16. Final Review Gate Checklist (Support Review • 2025‑10‑09)
Independent red‑flag review conducted by OpenAI Support – no critical blockers. Use this gate before 100% traffic cut‑over.
| Checklist Item | Pass / Fail |
|---|---|
| A. Acronym Clarity – All dashboards, logs, and traces label the orchestrator as RCO and the metric as RCOT. | ☐ PASS |
| B. Secret Hygiene – No secrets appear in logs or crash dumps; Vault policies are least‑privilege; orphaned tokens revoked. | ☐ PASS |
| C. Migration Controls – RTO ≤ 15 min, RPO ≤ 5 min documented; rollback dry‑run performed within last 30 days. | ☐ PASS |
| C. Image & Dependency Scanning – All images scanned; no CRITICAL/HIGH findings remain. | ☐ PASS |
| D. Progressive Delivery Validation – Canary steps verified against latency & error‑rate thresholds. | ☐ PASS |
| E. Policy Enforcement – Gatekeeper/Kyverno rules applied and validated in a staging cluster. | ☐ PASS |
| F. Monitoring & Alerting – SLO/SLA alerts fire and require human acknowledgment. | ☐ PASS |
| G. Documentation Completeness – All artifacts stored in Helix Core repository; evidence retrievable for audit. | ☐ PASS |
| H. RTO / RPO Verification – Latest backup timestamps confirm RTO ≤ 15 min, RPO ≤ 5 min. | ☐ PASS |
| I. Rollback Dry‑Run – Successful rollback (stateless & stateful) performed ≤ 30 days prior to release. | ☐ PASS |
| J. DPO Sign‑off – Pseudonymous user identifiers approved for log retention. | ☐ PASS |
Human Confirmation Required:
- Product Owner: _______________________ (signature & timestamp)

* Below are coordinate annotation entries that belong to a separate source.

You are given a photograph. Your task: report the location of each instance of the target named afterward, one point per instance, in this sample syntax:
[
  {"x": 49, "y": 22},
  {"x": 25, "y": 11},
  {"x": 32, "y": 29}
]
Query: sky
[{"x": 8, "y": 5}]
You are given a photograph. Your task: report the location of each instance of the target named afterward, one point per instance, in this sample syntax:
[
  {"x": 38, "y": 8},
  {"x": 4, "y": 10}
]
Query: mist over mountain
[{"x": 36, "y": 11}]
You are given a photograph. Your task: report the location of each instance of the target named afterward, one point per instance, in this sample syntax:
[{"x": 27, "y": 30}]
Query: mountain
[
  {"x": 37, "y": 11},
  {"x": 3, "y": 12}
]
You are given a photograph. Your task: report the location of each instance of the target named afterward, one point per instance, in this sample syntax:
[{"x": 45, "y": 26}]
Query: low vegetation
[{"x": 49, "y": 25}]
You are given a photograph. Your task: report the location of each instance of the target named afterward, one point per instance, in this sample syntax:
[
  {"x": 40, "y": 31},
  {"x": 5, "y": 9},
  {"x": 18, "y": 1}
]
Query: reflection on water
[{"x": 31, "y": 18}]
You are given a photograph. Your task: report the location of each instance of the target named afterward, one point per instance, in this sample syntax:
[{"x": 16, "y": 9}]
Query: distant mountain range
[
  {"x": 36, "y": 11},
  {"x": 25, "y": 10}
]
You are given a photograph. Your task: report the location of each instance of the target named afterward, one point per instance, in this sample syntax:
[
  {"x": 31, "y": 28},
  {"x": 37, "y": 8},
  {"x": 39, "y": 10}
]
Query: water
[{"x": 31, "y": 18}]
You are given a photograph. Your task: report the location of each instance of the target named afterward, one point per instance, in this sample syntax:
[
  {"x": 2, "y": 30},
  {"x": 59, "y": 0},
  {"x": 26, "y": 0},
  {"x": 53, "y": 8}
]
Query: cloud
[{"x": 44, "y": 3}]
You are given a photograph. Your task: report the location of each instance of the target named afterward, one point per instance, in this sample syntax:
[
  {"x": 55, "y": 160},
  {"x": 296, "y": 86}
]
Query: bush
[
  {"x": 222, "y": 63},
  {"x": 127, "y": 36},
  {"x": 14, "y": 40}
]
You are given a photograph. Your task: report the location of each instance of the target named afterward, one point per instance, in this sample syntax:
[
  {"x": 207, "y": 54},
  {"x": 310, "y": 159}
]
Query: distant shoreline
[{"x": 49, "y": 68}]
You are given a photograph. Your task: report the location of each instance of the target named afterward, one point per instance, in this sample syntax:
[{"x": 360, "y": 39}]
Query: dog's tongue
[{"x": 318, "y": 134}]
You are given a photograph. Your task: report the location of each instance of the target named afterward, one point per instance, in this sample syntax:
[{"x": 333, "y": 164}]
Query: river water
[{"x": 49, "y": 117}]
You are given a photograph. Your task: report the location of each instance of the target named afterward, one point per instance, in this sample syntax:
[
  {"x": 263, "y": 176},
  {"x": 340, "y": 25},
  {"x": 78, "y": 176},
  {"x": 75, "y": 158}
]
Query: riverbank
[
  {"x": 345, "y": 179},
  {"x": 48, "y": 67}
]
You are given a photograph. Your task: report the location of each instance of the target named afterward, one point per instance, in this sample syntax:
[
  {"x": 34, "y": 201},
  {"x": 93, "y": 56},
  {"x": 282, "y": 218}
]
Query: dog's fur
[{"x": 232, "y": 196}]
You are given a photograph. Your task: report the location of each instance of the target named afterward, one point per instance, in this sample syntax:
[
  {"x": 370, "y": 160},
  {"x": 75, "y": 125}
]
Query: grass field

- Data‑Privacy Officer: _______________________ (signature & timestamp)
If any item cannot be confirmed, the status is unknown and the deployment must be paused until clarification is obtained.
End of Runbook
All sections are intended to be read together; any deviation from the prescribed steps must be documented and approved through the change‑management process.